Definition

honey monkey

A honey monkey is a program that imitates a human user to lure, detect and identify malicious activity on the Internet.

According to Microsoft, who developed the concept, a honey monkey is an active client honey pot. The honey monkey behaves like a highly active and extremely unwary human Internet user, logging onto many suspect websites. The programs detect harmful coding that could jeopardize the security of human visitors.

Certain types of websites are more likely to contain malicious coding, whether by design or as a result of hacking. Favored targets include the home pages of celebrities, sites that offer downloadable music and videos (particularly those that operate in violation of copyright law), pornographic sites and gaming cheater sites. Sophisticated hackers operate according to the principle of "minimizing the effort and maximizing the results." Effective honey monkeys take advantage of the same paradigm, scanning the Web for URLs most likely to be compromised. In some cases, individual hackers can be personally identified.

Microsoft developed a Web patrol system called Strider HoneyMonkeys to detect Web sites that frequently install spyware, Trojans and viruses on the computers of Internet users. Microsoft's system consists of multiple monkey programs running on virtual machines (VMs). Host systems have a range of patch levels to detect specific types of exploits.

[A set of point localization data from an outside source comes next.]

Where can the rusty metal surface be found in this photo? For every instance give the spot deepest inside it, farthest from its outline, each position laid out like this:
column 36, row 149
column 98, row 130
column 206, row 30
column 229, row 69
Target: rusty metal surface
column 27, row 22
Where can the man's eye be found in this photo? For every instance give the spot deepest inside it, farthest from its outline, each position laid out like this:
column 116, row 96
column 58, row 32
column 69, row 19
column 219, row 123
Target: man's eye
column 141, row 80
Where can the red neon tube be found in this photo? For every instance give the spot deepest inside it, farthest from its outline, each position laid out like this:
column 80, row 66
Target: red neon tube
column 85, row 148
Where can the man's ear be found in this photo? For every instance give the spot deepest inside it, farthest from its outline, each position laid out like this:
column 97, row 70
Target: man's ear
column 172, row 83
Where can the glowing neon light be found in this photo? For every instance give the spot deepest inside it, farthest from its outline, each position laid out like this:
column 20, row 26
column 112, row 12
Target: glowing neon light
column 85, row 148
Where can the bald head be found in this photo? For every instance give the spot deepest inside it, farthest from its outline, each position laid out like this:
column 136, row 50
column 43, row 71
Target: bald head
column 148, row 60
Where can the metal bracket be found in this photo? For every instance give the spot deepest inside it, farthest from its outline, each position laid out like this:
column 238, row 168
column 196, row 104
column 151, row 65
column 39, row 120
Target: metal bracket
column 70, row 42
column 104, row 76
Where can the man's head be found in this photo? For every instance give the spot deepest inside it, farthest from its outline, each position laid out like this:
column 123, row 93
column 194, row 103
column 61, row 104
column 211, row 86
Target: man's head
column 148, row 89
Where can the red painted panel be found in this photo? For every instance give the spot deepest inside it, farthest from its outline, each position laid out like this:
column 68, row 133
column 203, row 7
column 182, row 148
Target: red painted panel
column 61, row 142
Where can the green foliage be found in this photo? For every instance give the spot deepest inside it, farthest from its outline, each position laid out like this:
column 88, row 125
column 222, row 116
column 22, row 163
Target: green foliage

In addition to identifying and isolating uniform resource locators (URLs) that propagate malware, a program called Strider Tracer can detect configuration and file changes that occur following an exploit. Using this method, interconnected communities of Web sites have been discovered that use targeted URLs to exploit client-side vulnerabilities on unpatched computers. Once such a site and the nature of its activity has been identified, a patch is generated to counter the threat.

In the first month of activity, the HoneyMonkey project detected malicious coding on 752 unique URLs, hosted on 287 sites. Researchers were able to identify several "major players," each of whom is responsible for many exploit pages.